Rihanna built one of the most dominant hit catalogs of the 2000s and 2010s. Even people who claim she “can’t sing” can recite entire choruses from “Umbrella,” “Needed Me,” “Work,” “Diamonds,” “We Found Love,” and “Stay” from memory. Rihanna’s appeal was never about being the most technically gifted vocalist in pop music. It was about tone, charisma, instinct, taste, and an almost unmatched ability to turn songs into cultural events. She made records feel cool before TikTok existed to manufacture virality.
Tyla, meanwhile, arrived during a completely different era of celebrity. Artists now become global stars in fragments: dance challenges, moodboards, festival clips, fancams, and aesthetics optimized for short-form content. Her breakout success with “Water” introduced millions of listeners to amapiano-inspired pop, and she undeniably has presence. Even critics of the Rihanna comparison usually admit Tyla is magnetic onscreen.
The Jay-Z connection probably adds fuel to the comparisons, too. Rihanna’s rise is closely tied to Jay-Z, who famously signed her to Def Jam as a teenager and helped shape her early career. Tyla, meanwhile, has drawn attention from many of the same industry circles that historically embraced Rihanna: luxury fashion brands, crossover pop markets, and executives eager to find globally marketable stars outside traditional American pop molds.

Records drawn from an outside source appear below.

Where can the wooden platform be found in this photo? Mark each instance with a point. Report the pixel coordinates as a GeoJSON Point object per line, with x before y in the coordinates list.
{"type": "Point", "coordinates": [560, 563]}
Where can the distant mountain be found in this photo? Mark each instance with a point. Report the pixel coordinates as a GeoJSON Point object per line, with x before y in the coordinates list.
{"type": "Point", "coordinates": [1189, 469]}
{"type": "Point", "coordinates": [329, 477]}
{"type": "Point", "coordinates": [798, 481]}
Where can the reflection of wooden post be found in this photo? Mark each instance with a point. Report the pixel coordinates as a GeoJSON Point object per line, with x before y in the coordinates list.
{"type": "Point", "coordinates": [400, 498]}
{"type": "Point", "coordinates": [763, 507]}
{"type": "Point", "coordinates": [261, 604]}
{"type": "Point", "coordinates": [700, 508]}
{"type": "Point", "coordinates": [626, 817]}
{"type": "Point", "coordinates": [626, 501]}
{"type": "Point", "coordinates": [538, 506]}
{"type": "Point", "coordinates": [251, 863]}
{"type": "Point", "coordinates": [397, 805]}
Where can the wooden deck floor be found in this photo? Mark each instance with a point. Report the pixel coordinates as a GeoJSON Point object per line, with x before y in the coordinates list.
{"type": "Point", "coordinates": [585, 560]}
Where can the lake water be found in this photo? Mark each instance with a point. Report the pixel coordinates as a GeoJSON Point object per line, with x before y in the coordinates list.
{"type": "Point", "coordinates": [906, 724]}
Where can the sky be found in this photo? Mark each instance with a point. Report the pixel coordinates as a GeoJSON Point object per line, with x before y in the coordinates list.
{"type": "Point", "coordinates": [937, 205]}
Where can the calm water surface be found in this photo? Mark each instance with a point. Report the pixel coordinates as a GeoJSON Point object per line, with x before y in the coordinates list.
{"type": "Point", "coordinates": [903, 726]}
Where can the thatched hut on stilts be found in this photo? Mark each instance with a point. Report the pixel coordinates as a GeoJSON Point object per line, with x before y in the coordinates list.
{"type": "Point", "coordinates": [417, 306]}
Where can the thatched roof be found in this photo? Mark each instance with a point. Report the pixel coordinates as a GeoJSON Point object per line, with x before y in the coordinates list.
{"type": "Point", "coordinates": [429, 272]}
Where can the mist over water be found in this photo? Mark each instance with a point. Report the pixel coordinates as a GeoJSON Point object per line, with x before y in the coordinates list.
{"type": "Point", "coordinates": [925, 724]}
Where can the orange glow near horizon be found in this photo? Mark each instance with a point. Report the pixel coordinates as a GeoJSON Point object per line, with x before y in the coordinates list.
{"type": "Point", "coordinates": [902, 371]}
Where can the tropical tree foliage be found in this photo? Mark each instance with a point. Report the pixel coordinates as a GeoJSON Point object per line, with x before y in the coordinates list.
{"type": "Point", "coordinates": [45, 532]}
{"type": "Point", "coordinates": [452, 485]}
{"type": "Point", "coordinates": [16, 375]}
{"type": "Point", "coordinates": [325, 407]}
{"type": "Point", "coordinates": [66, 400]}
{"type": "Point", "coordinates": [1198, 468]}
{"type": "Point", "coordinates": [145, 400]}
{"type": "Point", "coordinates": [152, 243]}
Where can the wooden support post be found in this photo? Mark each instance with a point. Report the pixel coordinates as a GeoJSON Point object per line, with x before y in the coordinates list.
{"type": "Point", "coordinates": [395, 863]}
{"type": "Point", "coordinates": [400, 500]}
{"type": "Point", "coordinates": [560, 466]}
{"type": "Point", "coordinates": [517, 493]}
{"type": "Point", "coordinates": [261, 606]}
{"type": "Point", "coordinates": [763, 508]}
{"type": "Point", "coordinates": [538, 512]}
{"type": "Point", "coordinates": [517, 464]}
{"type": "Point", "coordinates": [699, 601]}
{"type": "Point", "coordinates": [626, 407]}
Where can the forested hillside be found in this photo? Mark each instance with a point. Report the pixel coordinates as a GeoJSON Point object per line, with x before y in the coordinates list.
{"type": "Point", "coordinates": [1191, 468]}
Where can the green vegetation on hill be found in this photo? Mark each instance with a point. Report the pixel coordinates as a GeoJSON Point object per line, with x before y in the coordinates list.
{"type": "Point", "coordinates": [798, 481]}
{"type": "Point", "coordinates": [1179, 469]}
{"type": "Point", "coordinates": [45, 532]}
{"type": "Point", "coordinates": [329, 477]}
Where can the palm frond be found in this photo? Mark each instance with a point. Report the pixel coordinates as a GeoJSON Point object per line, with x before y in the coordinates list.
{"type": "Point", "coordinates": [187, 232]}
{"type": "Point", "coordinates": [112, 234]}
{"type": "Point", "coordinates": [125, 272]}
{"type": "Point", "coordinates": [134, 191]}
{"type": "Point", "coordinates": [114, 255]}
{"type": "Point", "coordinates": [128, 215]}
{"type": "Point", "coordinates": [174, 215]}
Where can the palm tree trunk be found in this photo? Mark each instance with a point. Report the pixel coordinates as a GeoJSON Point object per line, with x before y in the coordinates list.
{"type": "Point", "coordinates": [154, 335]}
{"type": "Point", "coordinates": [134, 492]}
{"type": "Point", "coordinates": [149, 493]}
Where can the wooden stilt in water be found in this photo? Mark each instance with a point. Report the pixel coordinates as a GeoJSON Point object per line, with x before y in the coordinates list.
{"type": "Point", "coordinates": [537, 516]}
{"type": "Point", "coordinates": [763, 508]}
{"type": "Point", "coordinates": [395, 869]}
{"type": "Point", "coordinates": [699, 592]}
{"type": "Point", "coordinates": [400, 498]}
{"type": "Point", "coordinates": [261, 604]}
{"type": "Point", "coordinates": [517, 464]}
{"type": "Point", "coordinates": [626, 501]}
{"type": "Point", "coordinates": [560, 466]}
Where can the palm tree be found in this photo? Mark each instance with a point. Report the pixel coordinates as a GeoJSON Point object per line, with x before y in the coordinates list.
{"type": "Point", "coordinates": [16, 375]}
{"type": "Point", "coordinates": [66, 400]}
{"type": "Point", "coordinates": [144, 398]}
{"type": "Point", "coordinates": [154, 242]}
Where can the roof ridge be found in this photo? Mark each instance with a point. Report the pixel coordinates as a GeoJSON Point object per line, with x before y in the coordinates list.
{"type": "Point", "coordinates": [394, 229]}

Why Female Celebrities Always Get Turned Into Rivals
The issue is that once the internet notices any similarity between two women in entertainment, especially if they’re both young, stylish, and attractive, the conversation turns into succession politics. People immediately want to know who’s replacing whom. Even Sabrina Carpenter and Olivia Rodrigo fans were convinced that Taylor Swift was threatened by their talent and star quality.
Because of one viral clip, Rihanna is deemed “jealous,” “washed,” “rude,” or secretly threatened by younger artists, despite the fact that Rihanna has spent years largely detached from the music industry rat race entirely. Ironically, Tyla herself seems far more interested in meeting Rihanna than competing with her. In every explanation she’s given, she sounds like a nervous fan trying not to interrupt someone she admires.

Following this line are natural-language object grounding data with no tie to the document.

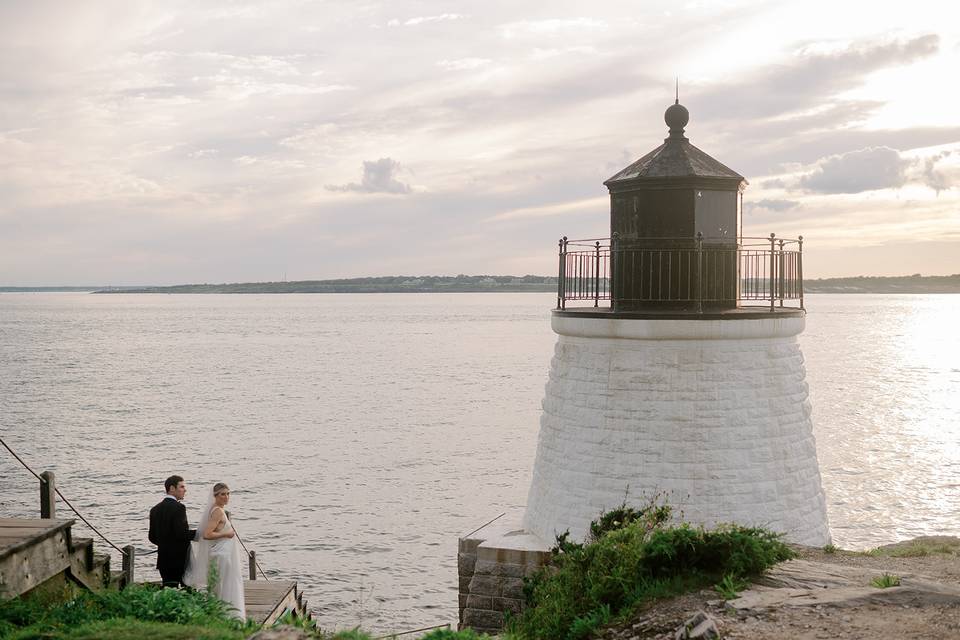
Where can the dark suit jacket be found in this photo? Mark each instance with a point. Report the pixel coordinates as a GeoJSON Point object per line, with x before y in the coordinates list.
{"type": "Point", "coordinates": [172, 535]}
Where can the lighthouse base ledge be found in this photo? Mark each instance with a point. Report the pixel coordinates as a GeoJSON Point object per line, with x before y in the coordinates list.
{"type": "Point", "coordinates": [492, 563]}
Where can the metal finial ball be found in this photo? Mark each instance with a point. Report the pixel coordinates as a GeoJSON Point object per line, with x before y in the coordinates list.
{"type": "Point", "coordinates": [676, 116]}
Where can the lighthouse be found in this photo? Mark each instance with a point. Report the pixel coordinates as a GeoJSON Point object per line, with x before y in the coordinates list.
{"type": "Point", "coordinates": [682, 376]}
{"type": "Point", "coordinates": [676, 375]}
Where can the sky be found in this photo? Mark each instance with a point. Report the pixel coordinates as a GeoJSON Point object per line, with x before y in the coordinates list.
{"type": "Point", "coordinates": [189, 142]}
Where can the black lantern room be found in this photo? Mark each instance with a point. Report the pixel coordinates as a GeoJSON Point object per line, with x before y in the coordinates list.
{"type": "Point", "coordinates": [673, 207]}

There’s also a generational element to all of this. Rihanna represents a kind of celebrity that feels increasingly extinct: untouchable, elusive, impossible to overexpose.
Tyla belongs to a newer ecosystem where artists are expected to constantly explain themselves online, respond to rumors immediately, and remain accessible to fans at all times. When those worlds collide, people project intentions onto both women.

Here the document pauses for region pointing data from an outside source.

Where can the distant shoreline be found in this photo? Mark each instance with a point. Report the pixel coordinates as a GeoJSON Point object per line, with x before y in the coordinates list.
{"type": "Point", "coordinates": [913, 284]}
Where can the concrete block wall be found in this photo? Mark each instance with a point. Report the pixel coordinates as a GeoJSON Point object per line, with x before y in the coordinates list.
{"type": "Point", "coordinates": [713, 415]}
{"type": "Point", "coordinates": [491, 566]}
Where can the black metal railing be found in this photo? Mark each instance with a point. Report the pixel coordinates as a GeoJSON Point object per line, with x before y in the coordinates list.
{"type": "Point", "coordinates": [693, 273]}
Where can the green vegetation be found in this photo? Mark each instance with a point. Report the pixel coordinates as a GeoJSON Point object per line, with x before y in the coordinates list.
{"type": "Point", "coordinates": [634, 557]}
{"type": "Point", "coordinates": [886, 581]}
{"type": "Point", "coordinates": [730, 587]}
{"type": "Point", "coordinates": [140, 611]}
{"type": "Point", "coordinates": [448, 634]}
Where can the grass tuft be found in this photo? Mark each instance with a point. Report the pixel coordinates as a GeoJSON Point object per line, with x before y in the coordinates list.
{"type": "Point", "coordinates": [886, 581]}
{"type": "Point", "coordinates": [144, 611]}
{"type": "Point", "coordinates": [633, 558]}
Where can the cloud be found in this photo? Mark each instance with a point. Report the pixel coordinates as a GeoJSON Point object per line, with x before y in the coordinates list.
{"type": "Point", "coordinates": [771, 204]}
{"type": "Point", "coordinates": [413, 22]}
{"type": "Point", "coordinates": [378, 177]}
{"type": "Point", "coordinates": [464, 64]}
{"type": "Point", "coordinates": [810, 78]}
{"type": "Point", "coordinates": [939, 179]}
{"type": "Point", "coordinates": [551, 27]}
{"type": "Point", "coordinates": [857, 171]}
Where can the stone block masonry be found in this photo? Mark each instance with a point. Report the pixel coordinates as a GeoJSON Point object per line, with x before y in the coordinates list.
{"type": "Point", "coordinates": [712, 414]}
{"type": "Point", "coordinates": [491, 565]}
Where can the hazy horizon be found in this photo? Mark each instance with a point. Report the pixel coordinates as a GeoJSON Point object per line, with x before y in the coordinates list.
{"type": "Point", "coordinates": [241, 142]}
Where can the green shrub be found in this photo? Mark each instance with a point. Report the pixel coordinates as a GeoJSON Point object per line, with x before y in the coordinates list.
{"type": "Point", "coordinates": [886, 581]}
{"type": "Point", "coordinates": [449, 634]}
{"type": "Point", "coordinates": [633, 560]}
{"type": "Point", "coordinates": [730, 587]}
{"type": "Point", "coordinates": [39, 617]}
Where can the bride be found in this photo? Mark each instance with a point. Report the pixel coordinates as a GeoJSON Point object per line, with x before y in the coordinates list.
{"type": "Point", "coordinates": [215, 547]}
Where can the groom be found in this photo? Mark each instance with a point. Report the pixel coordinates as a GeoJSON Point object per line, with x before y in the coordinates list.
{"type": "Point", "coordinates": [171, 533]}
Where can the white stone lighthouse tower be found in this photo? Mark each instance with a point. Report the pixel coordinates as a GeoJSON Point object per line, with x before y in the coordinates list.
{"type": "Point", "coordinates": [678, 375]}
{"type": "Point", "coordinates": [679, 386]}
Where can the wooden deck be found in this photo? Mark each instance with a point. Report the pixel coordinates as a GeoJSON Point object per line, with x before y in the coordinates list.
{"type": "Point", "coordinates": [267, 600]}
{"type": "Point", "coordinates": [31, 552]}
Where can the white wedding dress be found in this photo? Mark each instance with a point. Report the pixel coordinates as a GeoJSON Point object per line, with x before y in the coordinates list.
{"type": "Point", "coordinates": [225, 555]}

None of this would have become a major conversation if the internet didn’t already love framing women as rivals before they’ve even had a proper interaction. Fans do it with actresses, influencers, athletes, and musicians constantly. Every new female artist gets positioned as the “next” someone instead of being allowed to exist independently.
The Internet Usually Prefers The Narrative Over Reality
The funny part is that the actual footage people obsessed over mostly looked like two celebrities at a chaotic event trying to get through an exhausting night. Even outlets reporting on the moment later noted that Rihanna and A$AP Rocky were likely just tired after a packed Met Gala schedule, despite online speculation that they’d been fighting.
Still, once social media decides there’s tension between two women, the truth almost becomes irrelevant. The narrative is more entertaining than reality.